Утро субботы купается в росе. Уличные деревья - липы и каштаны раньше всех начинают робко зеленеть. Загадка: сколько зелени может быть на них? Большой приезд на дачи начался. Мне навстречу машина за машиной, многие с прицепами. На них стройматериалы, бетономешалки, мебель. Большой приезд в мою империю на сорок восемь часов… Бушующая, обласканная ветром рожь. Грустно я вспоминаю о моём детстве, о пашнях за деревней, в которых сегодня взрываются учебные гранаты советских противотанковых пушек. Вспоминаю прогулки с отцом и матерью по полевым дорогам.
Как я хочу ещё раз со стариками пройтись по позолоченной одуванчиками тропинке… Головы холмов как будто причёсаны после тракторов.
Мой друг Вольфганг, конечно, не дома. “Где он должен быть”, говорит чуть неуклюжая, любезная жена, “он хотел поговорить с вами о каких-то растениях”.

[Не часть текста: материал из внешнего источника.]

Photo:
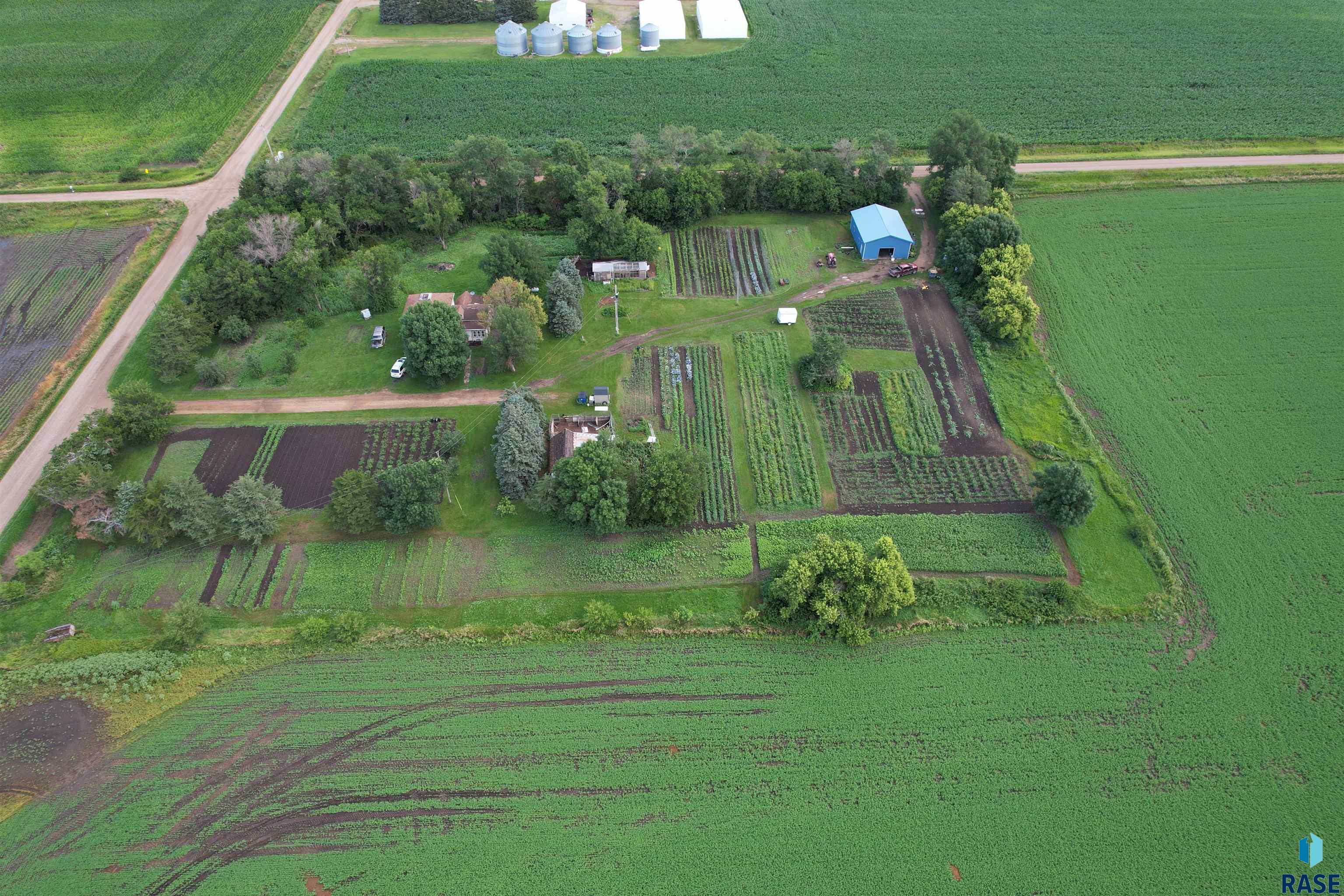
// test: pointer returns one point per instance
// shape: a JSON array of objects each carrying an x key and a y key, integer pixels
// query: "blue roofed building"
[{"x": 879, "y": 233}]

Вокруг Дриспеха должно быть полудюжина улиц носят имя этого мужчины. По его инициативе они были усажены деревьями. Когда в прошлом году весенняя сухость истощала молодые липы и рябины, он взял поливальную машину кооператива и оббегал пол деревни, чтобы найти людей, которые помогут полить деревья.
Чашка кофе, любезные пятнадцать минут и двенадцать скворечников - прибыль этого утра. Пять я вешаю в саду, остальные уношу на болото.

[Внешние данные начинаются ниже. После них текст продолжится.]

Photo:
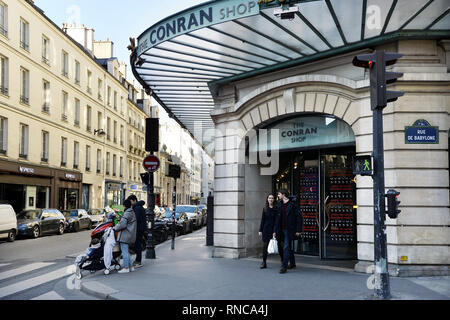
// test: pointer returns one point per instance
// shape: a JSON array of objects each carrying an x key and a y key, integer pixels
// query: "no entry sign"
[{"x": 151, "y": 163}]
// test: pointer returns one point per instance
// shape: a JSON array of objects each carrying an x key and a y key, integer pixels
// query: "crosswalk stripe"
[
  {"x": 33, "y": 282},
  {"x": 52, "y": 295},
  {"x": 24, "y": 269}
]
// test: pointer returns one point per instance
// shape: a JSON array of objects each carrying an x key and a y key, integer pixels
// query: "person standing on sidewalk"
[
  {"x": 139, "y": 211},
  {"x": 126, "y": 235},
  {"x": 289, "y": 222},
  {"x": 267, "y": 228}
]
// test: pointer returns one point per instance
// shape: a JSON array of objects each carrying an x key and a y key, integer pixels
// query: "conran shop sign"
[
  {"x": 199, "y": 17},
  {"x": 26, "y": 170}
]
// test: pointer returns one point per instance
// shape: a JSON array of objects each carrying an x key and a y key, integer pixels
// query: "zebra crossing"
[{"x": 20, "y": 280}]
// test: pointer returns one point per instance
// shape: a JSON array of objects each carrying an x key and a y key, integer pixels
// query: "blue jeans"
[
  {"x": 125, "y": 255},
  {"x": 288, "y": 253}
]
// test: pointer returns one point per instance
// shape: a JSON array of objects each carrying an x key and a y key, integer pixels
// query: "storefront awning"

Сумерки ткут их серую рубашку. Жаворонок напевает. Мои взгляды гуляют после его ясной песни. Я спотыкаюсь. Старый пограничный знак. Пограничный знак - предупреждающий знак: это мои владения! Пограничные знаки - иногда непреодолимые барьеры ненависти, раздора, презрения.
Резкая перемена погоды. Ломит кости. Я попросил моего сына убрать последние грядки травянистых многолетников. Теперь я вижу, что он сгрёб немного. “Хватит”. Я указываю на зелёные вершины пыреев, смело торчащие из земли. “Грабли не годятся там, где надо перекапывать”.

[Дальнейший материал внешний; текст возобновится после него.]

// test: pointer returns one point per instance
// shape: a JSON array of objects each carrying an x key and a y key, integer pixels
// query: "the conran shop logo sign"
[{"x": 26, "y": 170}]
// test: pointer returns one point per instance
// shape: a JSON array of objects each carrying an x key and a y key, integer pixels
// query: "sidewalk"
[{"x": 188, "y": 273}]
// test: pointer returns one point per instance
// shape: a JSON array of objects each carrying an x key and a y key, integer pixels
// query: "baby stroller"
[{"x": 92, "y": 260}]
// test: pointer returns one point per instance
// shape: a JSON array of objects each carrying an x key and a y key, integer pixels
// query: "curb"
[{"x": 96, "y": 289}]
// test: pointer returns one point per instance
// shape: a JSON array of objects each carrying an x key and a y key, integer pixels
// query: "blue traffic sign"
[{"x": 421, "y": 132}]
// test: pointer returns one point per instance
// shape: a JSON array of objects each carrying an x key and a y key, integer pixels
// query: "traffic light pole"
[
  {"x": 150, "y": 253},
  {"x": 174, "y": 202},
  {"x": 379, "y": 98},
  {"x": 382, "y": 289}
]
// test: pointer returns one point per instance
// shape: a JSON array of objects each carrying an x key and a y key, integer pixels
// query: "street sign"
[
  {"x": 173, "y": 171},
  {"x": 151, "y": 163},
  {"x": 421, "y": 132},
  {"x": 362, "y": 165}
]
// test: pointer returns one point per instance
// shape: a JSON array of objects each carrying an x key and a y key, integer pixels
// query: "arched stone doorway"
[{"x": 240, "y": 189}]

Сегодня я остановился у ручья и прошептал удивлённо: как он чист!
Ветер подтягивает хоры облаков на небе. Робко тихо они пробуют первую строфу их дождевой песни.
Солист в хоре: ликующий чёрный дрозд. Ветер дул с северо-востока. Теперь он дует с юга.
Откуда он ещё может дуть - прекрасная берёза должна перед ним склоняться.
Соображение: что бы было, если бы я больше не смог двигаться? Отнял ли бы один из моих детей у себя время для меня? Наверное, нелепая вещь, когда родители от подрастающего поколения ожидают благодарности.
Новая мусорная яма. Мы вырыли её между кустами бузины на западе дома. При этом лопата наткнулась на пистолет последней войны. Куда только не ступал сапог немецкого солдата?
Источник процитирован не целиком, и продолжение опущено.